The company’s “automatic intelligence control system” relies on rules and priorities set by its clients, Olsson said, to ensure that high-priority equipment or appliances are kept running even during peak rates. So for example, if certain machines need to run continuously to maintain production, Powerit’s software will tweak heating or cooling appliances instead to reduce energy usage during peak times, and not touch the crucial machines.
This combination of energy efficiency and energy management makes Powerit unique, Olsson said. “On the industry side, knock on wood, we don’t have much competition,” he said.
Powerit’s connection to Siemens Venture Capital, a new investor, happened when Siemens built a biomedical company in San Diego. The company wanted to install an energy management system, and Siemens didn’t have one, so it bought one from Powerit.
Olsson hopes the recent funding will help Powerit expand in North America and Scandinavia, as well as in the rest of Europe, China, Brazil, and India. The firm is cautious about expanding too quickly, however, and has been talking to Siemens about being a channel partner to aid its expansion. Meanwhile, the investment by ArcelorMittal will help with the expansion too, Olsson said, as the steel company has factories around the world. “If we get channel partners, that can be a way to scale up faster without spending money,” he said.
The firm’s services cost on average $90,000, Olsson said, but can range up to $1 million, depending on the size and scope of the project.
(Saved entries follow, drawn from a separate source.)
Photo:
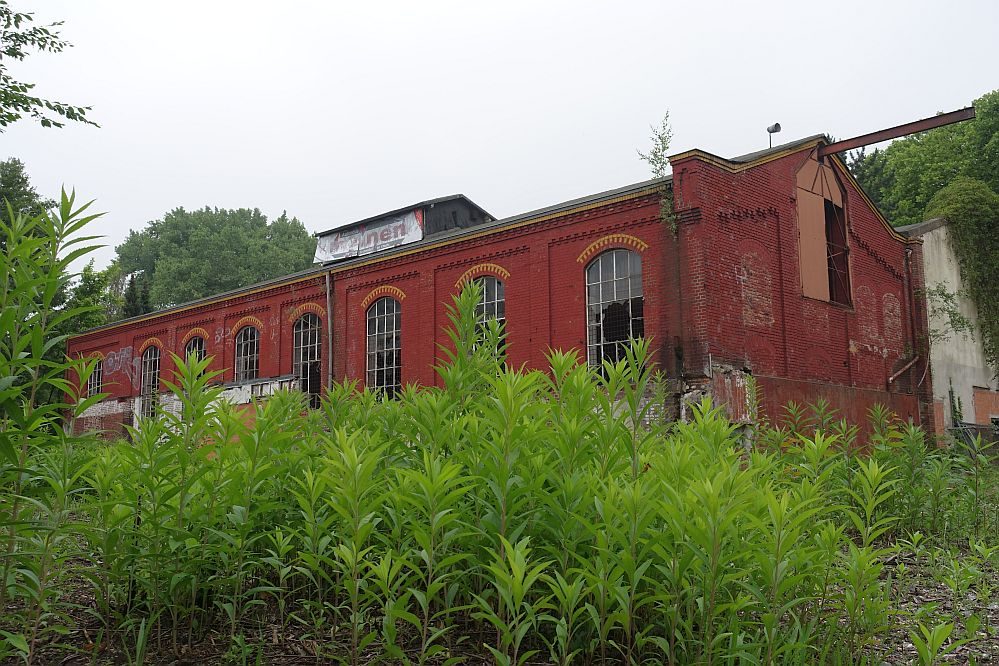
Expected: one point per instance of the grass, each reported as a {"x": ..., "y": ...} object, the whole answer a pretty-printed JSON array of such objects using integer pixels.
[{"x": 510, "y": 517}]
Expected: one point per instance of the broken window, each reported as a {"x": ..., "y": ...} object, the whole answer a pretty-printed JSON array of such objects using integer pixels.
[
  {"x": 823, "y": 248},
  {"x": 837, "y": 253},
  {"x": 384, "y": 357},
  {"x": 305, "y": 359},
  {"x": 492, "y": 304},
  {"x": 95, "y": 382},
  {"x": 247, "y": 354},
  {"x": 150, "y": 381},
  {"x": 614, "y": 305},
  {"x": 196, "y": 347}
]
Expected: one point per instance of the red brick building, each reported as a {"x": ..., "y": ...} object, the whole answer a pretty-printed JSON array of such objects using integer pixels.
[{"x": 775, "y": 264}]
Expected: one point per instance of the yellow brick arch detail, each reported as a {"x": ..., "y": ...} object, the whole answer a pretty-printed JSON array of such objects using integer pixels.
[
  {"x": 314, "y": 308},
  {"x": 248, "y": 321},
  {"x": 611, "y": 240},
  {"x": 200, "y": 332},
  {"x": 384, "y": 290},
  {"x": 482, "y": 269},
  {"x": 149, "y": 342}
]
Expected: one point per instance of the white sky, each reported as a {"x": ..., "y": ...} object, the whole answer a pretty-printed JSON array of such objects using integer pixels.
[{"x": 338, "y": 111}]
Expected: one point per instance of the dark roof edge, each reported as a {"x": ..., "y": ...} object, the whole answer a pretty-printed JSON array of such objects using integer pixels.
[
  {"x": 397, "y": 211},
  {"x": 453, "y": 234},
  {"x": 920, "y": 228},
  {"x": 766, "y": 152}
]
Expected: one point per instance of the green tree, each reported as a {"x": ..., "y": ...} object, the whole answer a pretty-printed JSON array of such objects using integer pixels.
[
  {"x": 16, "y": 189},
  {"x": 903, "y": 177},
  {"x": 132, "y": 300},
  {"x": 98, "y": 295},
  {"x": 972, "y": 208},
  {"x": 18, "y": 38},
  {"x": 193, "y": 254}
]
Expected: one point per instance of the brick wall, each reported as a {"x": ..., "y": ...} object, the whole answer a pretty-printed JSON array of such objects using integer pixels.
[
  {"x": 541, "y": 263},
  {"x": 723, "y": 292},
  {"x": 748, "y": 307}
]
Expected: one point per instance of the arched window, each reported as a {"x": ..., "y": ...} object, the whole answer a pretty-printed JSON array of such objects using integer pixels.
[
  {"x": 492, "y": 305},
  {"x": 195, "y": 346},
  {"x": 385, "y": 346},
  {"x": 150, "y": 381},
  {"x": 614, "y": 304},
  {"x": 247, "y": 354},
  {"x": 305, "y": 357},
  {"x": 95, "y": 382}
]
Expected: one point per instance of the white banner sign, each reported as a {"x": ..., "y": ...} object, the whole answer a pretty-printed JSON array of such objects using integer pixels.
[{"x": 366, "y": 239}]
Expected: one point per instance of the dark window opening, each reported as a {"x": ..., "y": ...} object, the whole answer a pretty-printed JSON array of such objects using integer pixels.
[
  {"x": 247, "y": 354},
  {"x": 150, "y": 381},
  {"x": 95, "y": 382},
  {"x": 384, "y": 348},
  {"x": 837, "y": 253},
  {"x": 306, "y": 363},
  {"x": 196, "y": 347},
  {"x": 492, "y": 304},
  {"x": 614, "y": 305}
]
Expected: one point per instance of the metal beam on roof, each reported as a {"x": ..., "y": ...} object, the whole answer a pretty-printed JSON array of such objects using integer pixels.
[{"x": 901, "y": 130}]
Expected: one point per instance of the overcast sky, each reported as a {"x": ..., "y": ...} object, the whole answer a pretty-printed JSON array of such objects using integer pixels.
[{"x": 338, "y": 111}]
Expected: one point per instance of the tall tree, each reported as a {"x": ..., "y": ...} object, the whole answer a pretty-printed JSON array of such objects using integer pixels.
[
  {"x": 97, "y": 295},
  {"x": 131, "y": 300},
  {"x": 903, "y": 177},
  {"x": 18, "y": 38},
  {"x": 16, "y": 189},
  {"x": 193, "y": 254}
]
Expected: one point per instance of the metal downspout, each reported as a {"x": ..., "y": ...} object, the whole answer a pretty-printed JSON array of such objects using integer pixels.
[{"x": 329, "y": 329}]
The typical payback time for customers is 10 to 18 months, and that doesn’t include incentives or rebates that vary region by region. Some customers, particularly in California, have installed Powerit’s technology and gotten the entire cost covered by incentives, he said.
Powerit came to Seattle because its original investor, the real estate company Stellar Holdings, was here, Olsson said. But Powerit doesn’t have many local customers, because energy in the Northwest is so cheap. Many of the company’s clients are in California—where energy costs are high and incentives abound—and on the East Coast. The Midwest is a growing market as well, Olsson said. The company’s customers include Frito Lay, IKEA, the San Jose Mercury News, and the organic food company Amy’s Kitchen, for which Powerit recently won the Connectivity Week Buildy Award. It has installed its products in around 100 locations in North America, and another 500 to 600 in Scandinavia.